While the Holden version of the 1980s Gemini not only came with the abovementioned Russell Hobbs percolator get-up, it carried over the theme with exterior and interior materials of comparable quality to an Amway automatic coffee machine (that is to say, abominable) including rear window louvers that resembled a dish rack and a short, stubby boot, blocky front and rakish roof line which left one expecting to see a power cord dangling from the back and a giant cap on the roof for pouring in ground, decaffeinated blend. (Almost unbelievably, the 1980s Gemini was originally penned by famed Italian car designer, Giorgetto Giugiaro –  the man responsible for one of the most beautiful Japanese cars ever, the 117 Coupe – but with some unwanted help with the design from GM.) Nonetheless, the worst was yet to come with the Japan-only “Coupe” version of the Isuzu Gemini – a car allegedly influenced by the Lotus Elan. What Isuzu’s design team clearly forgot however was that taking inspiration from a 1970s, British sports car doesn’t mean you should make a sports car of 1970s, British quality.

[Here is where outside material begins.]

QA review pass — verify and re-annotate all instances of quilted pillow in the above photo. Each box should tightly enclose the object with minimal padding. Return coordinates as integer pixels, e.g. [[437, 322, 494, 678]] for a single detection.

There are a lot of cars that have aged very badly (some of which are commented on in this very blog), but few can be so easily placed at a particular point in time like the Isuzu Gemini Coupe (also, oddly called the Isuzu PA-Nero for no apparent reason). Apart from being a front-engine, front-wheel drive coupe doing a poor impression of a shrunken 1980s Ferrari 308, with a compartment in the back that appeared to house a motor, or possibly a convertible roof (it housed neither), the Coupe, like the Nissan EXA (trust us, Google it), is one of those amazing cars (most of which originated in the 1980s) that appears to have been designed by two completely different people at two completely different points in time. Not only that, but it appears that the person who designed the front plagiarised their work from the Toyota Sera (a curious spin-off of the dull-as-ditchwater Starlet, which featured scissor doors), while the man or woman behind, so to speak, the rear of the car apparently decided to shrink the rear-end of an early 1990s Chevrolet Camaro using computer aided design, which, if the butcher-job that resulted was anything to go by, was assumedly a design system running on a Commodore 64 8-bit PC.

In the US, the Gemini Coupe was introduced as a part-successor to the Isuzu Impulse (otherwise known as the Isuzu/Holden Piazza – another Izuzu design courtesy of Mr Giugiaro). While the Piazza has come under fire for being a seriously bad car, the Gemini Coupe (also called the Impulse in the US) is in our view the true blot on Isuzu’s corporate history. Although the semi-concealed headlights and other parts of the nose of the second generation Impulse (most of which were borrowed from the Piazza) helped soften some of the mashed-up, shrunken Ferrari 308/Nissan EXA/Chevy Camaro styling of the Gemini Coupe, in the end the design couldn’t be saved, especially given the arched bootlid featured on every incarnation of the Gemini Coupe.

Worse was yet to come to the shores of the US however when GM introduced the Gemini Coupe under yet another guise, this time in the form of the Geo Storm. The design directive for the Storm, according to GM, was for a budget car with the look and feel of a sports car. Unfortunately, the request sent to Japan was clearly lost in translation, the resulting bucket of bolts that emerged mysteriously lacking any sports car element while featuring far too much of the look and feel of a budget car (that is to say, the entire car). Although certainly better looking than the Gemini Coupe with its giant, googly headlamps, the Storm was nowhere near as good looking as the Isuzu Impulse, despite also featuring semi-enclosed headlamps. The restyling of the Gemini Coupe to create the Storm seemed to take far too much inspiration from the Lotus Elan itself, featuring knife-edge-styling much like Colin Chapman’s classic sportster.

The choice of engines and transmission set-ups on the Gemini Coupe/PA-Nero/Impulse/Geo Storm was typical of any other early-1990s Japanese compact car…namely, uninspiring. The mediocre performance served as a clear reminder that this was not a sports car and, if you thought it was one, you’d been duped into driving a Ferrari Camaro EXA.